Het vogeltje vond het heerlijk om op de rug van zijn moeder te kruipen. Hoog over de bomen bracht zij hem terug naar het nestje tussen de klimopbladeren. Daar kroop het vogeltje onder de warme vleugels van zijn moeder. En was meteen vast in slaap.
"Heb je euro's? Knisper, knisper, knisper?"
"Nee, ik heb alleen maar toekomstdromen. En een lieve man/vrouw bij wie ik wil wonen."
"Dan mag je er niet in. Bij ons hoor je niet!"
Ik blijf nog even hoop houden. Maar dat ik opzie tegen de strijd die me te wachten staat, zoveel mag duidelijk zijn.

3 comments:

  1. Ik heb alleen het eerste deel gelezen - maar wil toch even zeggen dat toen ik naar Nieuw-Zeeland ging, ik ook moest laten zien waar ik zou verblijven, mijn vluchtgegevens terug etc. Daarnaast moest mijn exvriendje uit Nieuw-Zeeland (een 'rijk' land) als hij langer dan even in Nederland wilde blijven ook al die dingen overleggen die jij hierboven noemt - bv een bewijs van onze relatie in de vorm van oude emails, een brief van zijn werk, bankgegevens van mij etc. Al deze papierellende was een belangrijke reden voor ons om te besluiten dat een relatie op deze manier niet mogelijk was (ik zou graag in Nederland wonen als ik later groot ben). Ik hoop dat met protesten zoals de jouwe deze rarigheden ooit eens voorbij zullen zijn... Succes met aanvragen in elk geval!

    ReplyDelete
  2. This comment has been removed by the author.

    ReplyDelete
  3. Dank je. We doen ons best...

    Je hebt gelijk, het restrictieve migratiebeleid treft ook mensen uit 'rijke' landen. Ik ontmoette een Nederlands-Amerikaans stel dat zich niet in Nederland mocht vestigen omdat zij net niet genoeg verdiende. Die eis gold voor hen net zo goed. Verschil is wel dat mensen uit zogenaamde rijke landen geen 'inburgeringstest' hoeven te doen voordat ze zich in Nederland kunnen vestigen.
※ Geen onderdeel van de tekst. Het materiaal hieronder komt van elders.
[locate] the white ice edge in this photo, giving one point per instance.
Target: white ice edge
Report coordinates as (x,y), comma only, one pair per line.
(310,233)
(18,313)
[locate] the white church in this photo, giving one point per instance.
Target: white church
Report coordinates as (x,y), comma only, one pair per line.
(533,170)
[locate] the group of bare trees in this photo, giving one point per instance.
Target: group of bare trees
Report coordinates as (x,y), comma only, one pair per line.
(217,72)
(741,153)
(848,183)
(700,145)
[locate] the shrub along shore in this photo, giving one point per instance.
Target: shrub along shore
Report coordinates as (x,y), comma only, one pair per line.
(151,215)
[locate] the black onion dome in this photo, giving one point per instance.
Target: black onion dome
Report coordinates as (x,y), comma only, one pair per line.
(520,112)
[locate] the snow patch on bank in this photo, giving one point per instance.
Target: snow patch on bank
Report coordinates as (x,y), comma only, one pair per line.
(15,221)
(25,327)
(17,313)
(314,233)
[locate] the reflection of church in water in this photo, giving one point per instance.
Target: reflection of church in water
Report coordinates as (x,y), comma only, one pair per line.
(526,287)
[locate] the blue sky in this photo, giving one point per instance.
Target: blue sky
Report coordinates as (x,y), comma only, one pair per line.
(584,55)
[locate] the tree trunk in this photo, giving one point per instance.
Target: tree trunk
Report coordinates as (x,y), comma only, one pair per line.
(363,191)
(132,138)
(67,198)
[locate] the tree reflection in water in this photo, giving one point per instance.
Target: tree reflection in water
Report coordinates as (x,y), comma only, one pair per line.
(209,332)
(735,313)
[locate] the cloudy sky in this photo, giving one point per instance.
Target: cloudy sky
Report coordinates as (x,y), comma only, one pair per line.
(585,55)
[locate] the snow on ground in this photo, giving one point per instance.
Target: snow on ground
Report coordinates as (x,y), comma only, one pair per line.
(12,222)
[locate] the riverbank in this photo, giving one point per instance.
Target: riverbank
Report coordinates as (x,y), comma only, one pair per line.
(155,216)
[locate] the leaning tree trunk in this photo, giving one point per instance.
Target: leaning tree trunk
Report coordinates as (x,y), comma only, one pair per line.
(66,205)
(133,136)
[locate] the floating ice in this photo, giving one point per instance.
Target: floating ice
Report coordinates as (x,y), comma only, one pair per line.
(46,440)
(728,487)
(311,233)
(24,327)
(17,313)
Ook hoeven ze geen garantieverklaring, arbeidscontract en loonstrookjes voor te leggen om een simpel toeristenvisum te kunnen krijgen.
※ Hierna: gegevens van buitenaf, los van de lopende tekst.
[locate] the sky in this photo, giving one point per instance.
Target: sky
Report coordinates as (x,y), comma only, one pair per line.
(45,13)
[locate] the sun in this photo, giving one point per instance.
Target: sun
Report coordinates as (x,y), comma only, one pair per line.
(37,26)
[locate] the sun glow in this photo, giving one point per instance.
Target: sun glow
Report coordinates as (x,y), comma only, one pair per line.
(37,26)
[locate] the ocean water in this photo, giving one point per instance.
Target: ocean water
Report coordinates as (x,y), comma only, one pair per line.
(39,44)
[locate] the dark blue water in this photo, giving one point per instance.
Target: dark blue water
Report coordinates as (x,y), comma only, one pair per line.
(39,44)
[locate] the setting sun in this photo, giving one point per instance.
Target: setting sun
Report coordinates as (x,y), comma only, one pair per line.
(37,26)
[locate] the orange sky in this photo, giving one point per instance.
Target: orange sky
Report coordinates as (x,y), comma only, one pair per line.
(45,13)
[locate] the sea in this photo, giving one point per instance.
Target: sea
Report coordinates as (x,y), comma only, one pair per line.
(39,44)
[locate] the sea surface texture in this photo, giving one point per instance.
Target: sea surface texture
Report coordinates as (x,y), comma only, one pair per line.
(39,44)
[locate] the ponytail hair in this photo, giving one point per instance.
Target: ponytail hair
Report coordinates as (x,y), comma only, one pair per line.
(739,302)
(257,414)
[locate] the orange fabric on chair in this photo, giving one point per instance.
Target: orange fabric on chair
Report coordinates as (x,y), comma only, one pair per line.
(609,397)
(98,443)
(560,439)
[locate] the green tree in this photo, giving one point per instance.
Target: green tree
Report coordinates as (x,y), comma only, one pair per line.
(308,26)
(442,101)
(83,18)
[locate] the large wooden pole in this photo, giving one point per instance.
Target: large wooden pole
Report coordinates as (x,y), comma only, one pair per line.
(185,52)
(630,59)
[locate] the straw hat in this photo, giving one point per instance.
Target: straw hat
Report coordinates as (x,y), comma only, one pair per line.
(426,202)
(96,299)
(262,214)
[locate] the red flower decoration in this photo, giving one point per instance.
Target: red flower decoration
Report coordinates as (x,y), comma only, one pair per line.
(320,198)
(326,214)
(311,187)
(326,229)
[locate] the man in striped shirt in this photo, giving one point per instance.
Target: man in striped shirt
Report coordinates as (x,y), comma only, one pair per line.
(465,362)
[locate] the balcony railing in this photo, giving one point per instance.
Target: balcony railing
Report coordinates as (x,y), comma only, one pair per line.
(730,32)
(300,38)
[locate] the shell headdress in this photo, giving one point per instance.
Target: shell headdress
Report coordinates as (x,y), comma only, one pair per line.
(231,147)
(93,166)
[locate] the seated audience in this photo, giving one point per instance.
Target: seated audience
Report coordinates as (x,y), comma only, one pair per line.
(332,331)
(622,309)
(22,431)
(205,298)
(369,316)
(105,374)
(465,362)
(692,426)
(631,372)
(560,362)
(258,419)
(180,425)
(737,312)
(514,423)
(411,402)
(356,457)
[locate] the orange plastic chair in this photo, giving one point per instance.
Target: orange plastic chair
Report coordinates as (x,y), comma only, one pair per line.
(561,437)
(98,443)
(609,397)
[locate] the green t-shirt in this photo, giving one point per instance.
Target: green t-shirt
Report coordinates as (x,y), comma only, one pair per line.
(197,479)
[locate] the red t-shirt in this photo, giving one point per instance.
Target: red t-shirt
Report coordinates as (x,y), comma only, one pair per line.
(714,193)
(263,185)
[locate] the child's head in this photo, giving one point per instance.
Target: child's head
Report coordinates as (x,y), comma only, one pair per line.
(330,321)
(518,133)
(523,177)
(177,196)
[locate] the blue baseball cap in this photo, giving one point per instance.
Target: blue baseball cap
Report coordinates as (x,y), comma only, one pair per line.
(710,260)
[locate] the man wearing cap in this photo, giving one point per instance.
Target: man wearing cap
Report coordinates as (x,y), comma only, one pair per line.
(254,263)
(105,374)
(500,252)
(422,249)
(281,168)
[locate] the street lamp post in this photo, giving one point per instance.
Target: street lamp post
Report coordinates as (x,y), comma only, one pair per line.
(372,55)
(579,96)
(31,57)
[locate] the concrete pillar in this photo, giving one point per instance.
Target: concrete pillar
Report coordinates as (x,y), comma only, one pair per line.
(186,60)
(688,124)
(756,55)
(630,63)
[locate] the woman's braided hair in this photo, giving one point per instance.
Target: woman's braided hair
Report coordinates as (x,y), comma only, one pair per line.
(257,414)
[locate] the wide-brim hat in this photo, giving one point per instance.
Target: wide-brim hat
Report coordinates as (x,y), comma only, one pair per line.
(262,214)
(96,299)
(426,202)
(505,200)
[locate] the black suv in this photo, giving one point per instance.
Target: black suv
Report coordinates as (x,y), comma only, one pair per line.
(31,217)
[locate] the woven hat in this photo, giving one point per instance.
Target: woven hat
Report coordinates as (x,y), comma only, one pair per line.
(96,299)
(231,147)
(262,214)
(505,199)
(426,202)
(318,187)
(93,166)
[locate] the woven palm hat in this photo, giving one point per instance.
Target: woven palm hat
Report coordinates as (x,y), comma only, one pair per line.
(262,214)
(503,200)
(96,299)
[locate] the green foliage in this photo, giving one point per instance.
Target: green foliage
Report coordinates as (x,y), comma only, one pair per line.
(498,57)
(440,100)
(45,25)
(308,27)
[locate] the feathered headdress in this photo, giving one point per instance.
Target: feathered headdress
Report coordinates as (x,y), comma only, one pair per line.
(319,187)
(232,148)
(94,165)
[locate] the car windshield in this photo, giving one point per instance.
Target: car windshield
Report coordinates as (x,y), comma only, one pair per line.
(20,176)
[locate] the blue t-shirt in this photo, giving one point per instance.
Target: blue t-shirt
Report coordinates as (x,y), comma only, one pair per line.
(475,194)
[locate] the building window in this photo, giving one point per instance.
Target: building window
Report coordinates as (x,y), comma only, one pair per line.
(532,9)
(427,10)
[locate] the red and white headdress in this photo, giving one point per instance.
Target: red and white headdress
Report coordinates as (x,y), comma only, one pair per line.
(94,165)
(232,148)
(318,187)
    Wel erg bizar vind ik wat je schrijft over dat je aan de hand van oude e-mails moet bewijzen toch wel echt een relatie te hebben... Hoezo schending van privacy!?
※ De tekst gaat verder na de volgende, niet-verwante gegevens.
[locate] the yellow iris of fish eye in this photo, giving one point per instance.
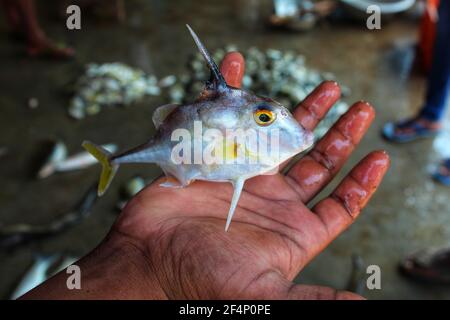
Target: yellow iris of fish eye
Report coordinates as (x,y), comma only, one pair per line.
(264,117)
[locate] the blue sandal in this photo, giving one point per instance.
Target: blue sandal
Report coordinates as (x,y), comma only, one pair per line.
(442,178)
(418,131)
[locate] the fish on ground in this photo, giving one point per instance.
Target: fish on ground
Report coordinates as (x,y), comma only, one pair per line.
(17,234)
(43,267)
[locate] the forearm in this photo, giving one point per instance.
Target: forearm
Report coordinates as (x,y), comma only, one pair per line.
(116,269)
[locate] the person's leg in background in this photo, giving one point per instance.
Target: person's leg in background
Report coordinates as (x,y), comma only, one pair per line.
(22,17)
(428,122)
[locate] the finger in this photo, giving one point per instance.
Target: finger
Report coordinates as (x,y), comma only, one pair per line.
(233,68)
(283,289)
(341,208)
(314,171)
(306,292)
(316,105)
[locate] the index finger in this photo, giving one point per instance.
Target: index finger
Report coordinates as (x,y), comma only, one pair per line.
(233,68)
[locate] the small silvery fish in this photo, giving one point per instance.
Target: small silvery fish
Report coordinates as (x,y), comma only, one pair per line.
(220,109)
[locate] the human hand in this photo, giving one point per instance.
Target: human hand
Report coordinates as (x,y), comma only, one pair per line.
(170,243)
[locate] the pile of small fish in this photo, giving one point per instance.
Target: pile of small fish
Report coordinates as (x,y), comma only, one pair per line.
(282,75)
(110,84)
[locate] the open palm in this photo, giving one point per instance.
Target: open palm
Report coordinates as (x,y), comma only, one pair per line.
(180,232)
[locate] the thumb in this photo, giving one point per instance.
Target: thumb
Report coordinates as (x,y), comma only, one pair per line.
(233,68)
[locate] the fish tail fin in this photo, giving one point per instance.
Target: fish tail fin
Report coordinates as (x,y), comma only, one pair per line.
(108,169)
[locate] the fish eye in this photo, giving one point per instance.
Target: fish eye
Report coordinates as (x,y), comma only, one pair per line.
(264,117)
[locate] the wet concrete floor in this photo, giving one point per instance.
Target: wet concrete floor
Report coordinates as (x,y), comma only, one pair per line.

    Uiteindelijk is een dergelijk beleid ten aanzien van (huwelijks)migratie natuurlijk volstrekt anti-liberaal. Op termijn zal al die xenofobie en zelfgenoegzaamheid Nederland duur komen te staan. Daarnaast is het eenvoudig van de zotte dat je je als Nederlandse staatsburger niet met de partner van je keuze in je eigen land mag vestigen.